What are Learning Outcomes?

Learning Outcomes for Cyclical Reviews and New Programs:

Program-level learning outcomes must be approved and submitted to the Office of Quality Assurance as part of the cyclical review process. It is highly recommended that departments consult the Centre for Teaching and Learning for assistance in writing these learning well in aid in the approval process.

These must be written using the templates provided and then first submitted to the Senate for approval using the PDC Workflow process. Get started with the templates below:


What are learning outcomes?

Learning outcomes are statements that indicate what successful students will know, value or be able to do by the end of the course or program. At the course level, outcomes articulate the very specific subject matter expertise and skill sets that students will achieve in each course. At the program level, outcomes integrate the cumulative knowledge and skills that successful graduates will take with them to their future ventures.  

Why care about learning outcomes?

Strategic use of learning outcomes in course and program design can result in many potential benefits for students and instructors.

  • Better Learning and Performance: Learning outcomes can be used to provide guidance for students, so they know what is expected of them, and thus, what they should focus on in-class and at home.
  • Intentional Teaching: By defining what students are supposed to know, value, and be able to do at the end of a course, instructors generate questions that help clarify their r ideas and guide teaching.

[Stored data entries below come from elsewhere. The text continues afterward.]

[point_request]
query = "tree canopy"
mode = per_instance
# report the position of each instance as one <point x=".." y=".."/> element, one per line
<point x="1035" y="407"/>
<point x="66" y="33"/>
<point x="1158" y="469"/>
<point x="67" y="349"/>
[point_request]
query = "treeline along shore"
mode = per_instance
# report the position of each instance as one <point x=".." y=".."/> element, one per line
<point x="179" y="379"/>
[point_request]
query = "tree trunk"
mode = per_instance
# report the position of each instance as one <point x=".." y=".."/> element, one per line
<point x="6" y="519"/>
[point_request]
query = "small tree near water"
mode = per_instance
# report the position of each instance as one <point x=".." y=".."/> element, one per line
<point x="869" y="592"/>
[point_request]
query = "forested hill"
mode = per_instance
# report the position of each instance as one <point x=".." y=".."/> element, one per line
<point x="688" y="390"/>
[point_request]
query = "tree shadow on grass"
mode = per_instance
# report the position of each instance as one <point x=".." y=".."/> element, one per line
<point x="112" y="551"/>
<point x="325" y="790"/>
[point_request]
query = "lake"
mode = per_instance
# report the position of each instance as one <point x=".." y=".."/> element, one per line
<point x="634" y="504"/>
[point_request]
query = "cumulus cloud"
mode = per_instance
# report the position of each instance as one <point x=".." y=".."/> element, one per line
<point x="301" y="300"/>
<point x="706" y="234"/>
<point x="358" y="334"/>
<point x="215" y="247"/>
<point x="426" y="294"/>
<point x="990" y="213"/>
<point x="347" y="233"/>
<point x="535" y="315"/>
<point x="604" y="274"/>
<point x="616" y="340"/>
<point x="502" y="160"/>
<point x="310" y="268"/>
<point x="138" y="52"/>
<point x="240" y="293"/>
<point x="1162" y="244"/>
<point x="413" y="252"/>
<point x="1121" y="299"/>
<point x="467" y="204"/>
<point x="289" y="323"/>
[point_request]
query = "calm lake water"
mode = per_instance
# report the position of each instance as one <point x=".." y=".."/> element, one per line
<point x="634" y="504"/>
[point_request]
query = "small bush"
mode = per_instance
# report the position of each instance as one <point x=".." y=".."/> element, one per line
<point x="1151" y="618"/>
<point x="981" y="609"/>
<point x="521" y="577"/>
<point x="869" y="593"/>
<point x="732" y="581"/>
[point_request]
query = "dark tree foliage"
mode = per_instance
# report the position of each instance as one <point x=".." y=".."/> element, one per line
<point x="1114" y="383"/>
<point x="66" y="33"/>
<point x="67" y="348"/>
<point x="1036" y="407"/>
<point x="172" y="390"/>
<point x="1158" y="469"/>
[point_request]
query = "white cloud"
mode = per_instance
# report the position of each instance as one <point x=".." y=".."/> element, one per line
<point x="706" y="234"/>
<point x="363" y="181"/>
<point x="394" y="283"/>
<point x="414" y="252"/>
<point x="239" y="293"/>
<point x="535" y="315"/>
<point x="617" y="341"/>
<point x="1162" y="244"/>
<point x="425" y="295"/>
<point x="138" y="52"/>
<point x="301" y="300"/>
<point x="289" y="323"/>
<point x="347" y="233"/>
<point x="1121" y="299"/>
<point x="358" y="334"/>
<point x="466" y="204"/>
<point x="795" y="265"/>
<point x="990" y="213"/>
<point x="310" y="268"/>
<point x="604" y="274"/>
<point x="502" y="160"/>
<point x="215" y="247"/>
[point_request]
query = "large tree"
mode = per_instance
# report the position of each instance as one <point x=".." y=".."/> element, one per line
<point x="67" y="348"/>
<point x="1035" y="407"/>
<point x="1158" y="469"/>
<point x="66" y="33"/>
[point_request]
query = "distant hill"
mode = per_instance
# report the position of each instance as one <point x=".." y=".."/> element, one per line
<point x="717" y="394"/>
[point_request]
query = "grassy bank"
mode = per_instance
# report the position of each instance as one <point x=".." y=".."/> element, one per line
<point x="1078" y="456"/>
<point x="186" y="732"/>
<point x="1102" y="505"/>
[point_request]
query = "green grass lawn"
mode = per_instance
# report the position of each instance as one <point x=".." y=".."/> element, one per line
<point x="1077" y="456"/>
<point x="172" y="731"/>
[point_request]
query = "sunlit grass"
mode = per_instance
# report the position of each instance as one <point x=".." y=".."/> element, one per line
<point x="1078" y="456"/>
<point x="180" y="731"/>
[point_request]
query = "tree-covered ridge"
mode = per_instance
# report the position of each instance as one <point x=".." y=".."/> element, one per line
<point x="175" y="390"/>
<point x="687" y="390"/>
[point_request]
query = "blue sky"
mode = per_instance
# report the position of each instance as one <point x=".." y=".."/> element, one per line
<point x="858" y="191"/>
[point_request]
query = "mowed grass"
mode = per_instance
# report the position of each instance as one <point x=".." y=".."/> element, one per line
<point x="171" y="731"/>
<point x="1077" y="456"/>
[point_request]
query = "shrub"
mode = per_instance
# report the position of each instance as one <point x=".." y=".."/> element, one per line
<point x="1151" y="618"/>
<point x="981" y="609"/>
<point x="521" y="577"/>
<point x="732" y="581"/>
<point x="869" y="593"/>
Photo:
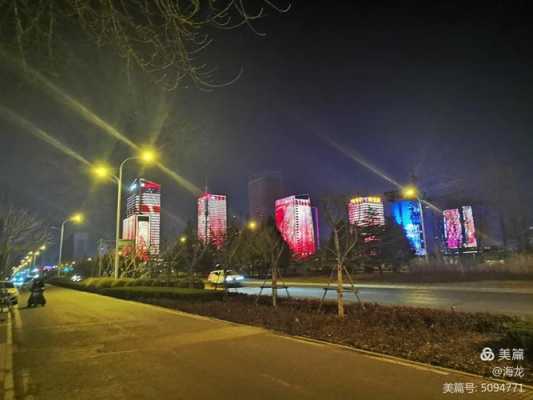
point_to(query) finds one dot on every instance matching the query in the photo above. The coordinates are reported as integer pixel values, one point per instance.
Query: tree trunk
(340, 287)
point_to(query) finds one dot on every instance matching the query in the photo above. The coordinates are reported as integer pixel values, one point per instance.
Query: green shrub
(88, 282)
(119, 282)
(103, 283)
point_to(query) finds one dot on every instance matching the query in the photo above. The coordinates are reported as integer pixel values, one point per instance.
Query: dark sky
(441, 91)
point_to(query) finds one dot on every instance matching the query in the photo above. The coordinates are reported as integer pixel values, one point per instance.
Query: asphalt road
(506, 301)
(85, 346)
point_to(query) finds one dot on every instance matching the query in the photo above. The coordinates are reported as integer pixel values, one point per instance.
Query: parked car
(231, 278)
(11, 290)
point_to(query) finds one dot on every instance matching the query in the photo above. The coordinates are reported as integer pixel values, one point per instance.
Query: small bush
(119, 282)
(103, 283)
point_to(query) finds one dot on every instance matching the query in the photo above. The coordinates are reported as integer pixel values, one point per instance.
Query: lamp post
(76, 218)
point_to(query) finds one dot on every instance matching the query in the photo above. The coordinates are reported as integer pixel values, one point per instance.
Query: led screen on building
(470, 229)
(366, 211)
(406, 213)
(212, 219)
(459, 228)
(145, 199)
(294, 220)
(453, 230)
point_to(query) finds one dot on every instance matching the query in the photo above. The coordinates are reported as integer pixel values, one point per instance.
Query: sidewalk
(479, 287)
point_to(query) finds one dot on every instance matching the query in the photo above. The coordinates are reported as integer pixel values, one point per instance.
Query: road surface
(507, 301)
(85, 346)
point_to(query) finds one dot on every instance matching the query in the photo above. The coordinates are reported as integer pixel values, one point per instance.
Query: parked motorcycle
(36, 297)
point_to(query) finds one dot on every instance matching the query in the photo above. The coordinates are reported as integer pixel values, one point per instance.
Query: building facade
(212, 219)
(294, 219)
(143, 216)
(366, 211)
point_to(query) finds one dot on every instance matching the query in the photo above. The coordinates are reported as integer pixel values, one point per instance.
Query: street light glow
(148, 156)
(77, 218)
(101, 171)
(410, 192)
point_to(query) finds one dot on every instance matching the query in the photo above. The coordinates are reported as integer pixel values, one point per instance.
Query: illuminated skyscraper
(143, 211)
(212, 218)
(366, 211)
(294, 220)
(263, 191)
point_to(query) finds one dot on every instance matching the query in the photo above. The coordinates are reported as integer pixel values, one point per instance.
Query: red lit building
(294, 220)
(212, 218)
(366, 211)
(143, 216)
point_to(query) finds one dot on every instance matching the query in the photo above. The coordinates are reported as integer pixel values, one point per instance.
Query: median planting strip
(439, 337)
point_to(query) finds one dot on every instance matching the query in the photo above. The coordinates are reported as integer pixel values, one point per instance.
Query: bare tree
(343, 241)
(163, 38)
(19, 231)
(269, 244)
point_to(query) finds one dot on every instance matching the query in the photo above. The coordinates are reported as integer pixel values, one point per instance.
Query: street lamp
(252, 225)
(146, 156)
(76, 219)
(412, 192)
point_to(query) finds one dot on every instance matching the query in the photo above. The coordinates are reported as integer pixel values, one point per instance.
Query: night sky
(444, 93)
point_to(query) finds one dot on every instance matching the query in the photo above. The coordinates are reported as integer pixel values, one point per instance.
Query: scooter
(36, 298)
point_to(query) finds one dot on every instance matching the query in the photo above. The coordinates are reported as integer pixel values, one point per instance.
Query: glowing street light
(101, 171)
(410, 192)
(148, 156)
(76, 218)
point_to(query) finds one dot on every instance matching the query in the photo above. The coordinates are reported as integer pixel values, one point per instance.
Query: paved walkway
(85, 346)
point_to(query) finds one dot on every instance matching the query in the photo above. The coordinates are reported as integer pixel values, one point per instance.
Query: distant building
(80, 245)
(366, 211)
(143, 210)
(263, 191)
(212, 218)
(294, 220)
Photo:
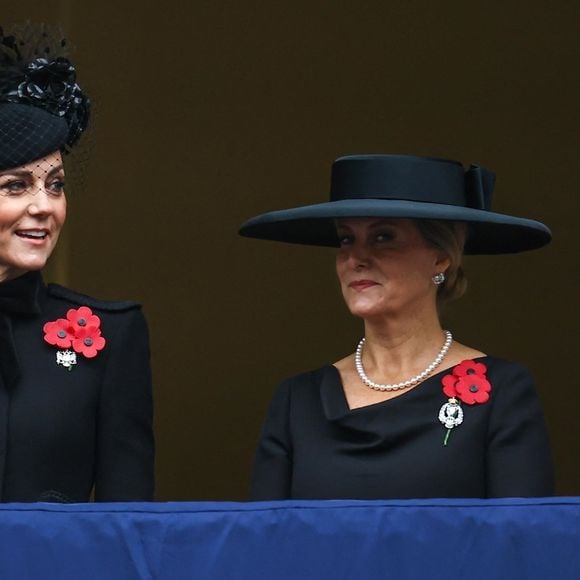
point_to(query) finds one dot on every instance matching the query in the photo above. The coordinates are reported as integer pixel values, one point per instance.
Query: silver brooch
(66, 358)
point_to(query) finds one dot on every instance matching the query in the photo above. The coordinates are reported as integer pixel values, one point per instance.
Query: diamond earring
(439, 278)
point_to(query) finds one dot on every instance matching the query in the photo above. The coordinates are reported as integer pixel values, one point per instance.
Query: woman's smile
(360, 285)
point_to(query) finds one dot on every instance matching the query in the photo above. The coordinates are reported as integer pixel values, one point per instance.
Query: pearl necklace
(405, 384)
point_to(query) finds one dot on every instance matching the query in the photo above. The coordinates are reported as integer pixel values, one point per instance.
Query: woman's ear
(443, 262)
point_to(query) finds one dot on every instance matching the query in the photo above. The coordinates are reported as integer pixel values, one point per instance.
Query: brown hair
(448, 237)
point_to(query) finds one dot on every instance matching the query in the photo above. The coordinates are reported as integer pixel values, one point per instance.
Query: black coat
(313, 446)
(64, 432)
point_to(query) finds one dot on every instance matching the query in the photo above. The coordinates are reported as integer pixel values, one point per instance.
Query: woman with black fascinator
(411, 413)
(75, 380)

This helps with creating effective lessons and assessments.
  • Effective Program Design: Outlining what students are expected to achieve by the end of a program helps with the strategic and intentional design of the program

How do I write learning outcomes?

When writing program level outcomes, the stem of the outcome is always the same and need not be repeated: By the end of this program, students will be able to ….

The outcome will then complete that sentence with a specific, concrete, and observable object that articulates a transferable skill, item of knowledge or value that all successful students will achieve.

The following examples of program learning outocmes are drawn from a range of disciplines and levels, and include a cross-section of University of Windsor Graduate Attributes: 

Locate, analyze, synthesize and evaluate relevant scientific literature to address a specific industry-relevant problem.

Recognize and propose ways to promote and act on elements of corporate social responsibility in Business.

Apply concepts of visual storytelling, including the use of cinematic techniques (e.g. lighting, shot angles, etc.) in the process of scriptwriting and creating media texts to achieve desired effects.

Summarize, analyze, and convey the meaning of complex legal material using appropriate terminology, and with precision, logic, and economy.

Appropriately incorporate economics, management, and business practices, such as project, risk, and change management, into the practice of engineering.

Utilize the nursing process and the principles of teaching and learning, to guide the promotion, maintenance and restoration of health and well-being for all individuals, families, groups, communities and populations.

Recognize and assess human movement patterns and development across the lifespan and within different settings, including the workplace, sport, and rehabilitation.

Develop diagnostic, formative and summative tools to assess individual and community learning.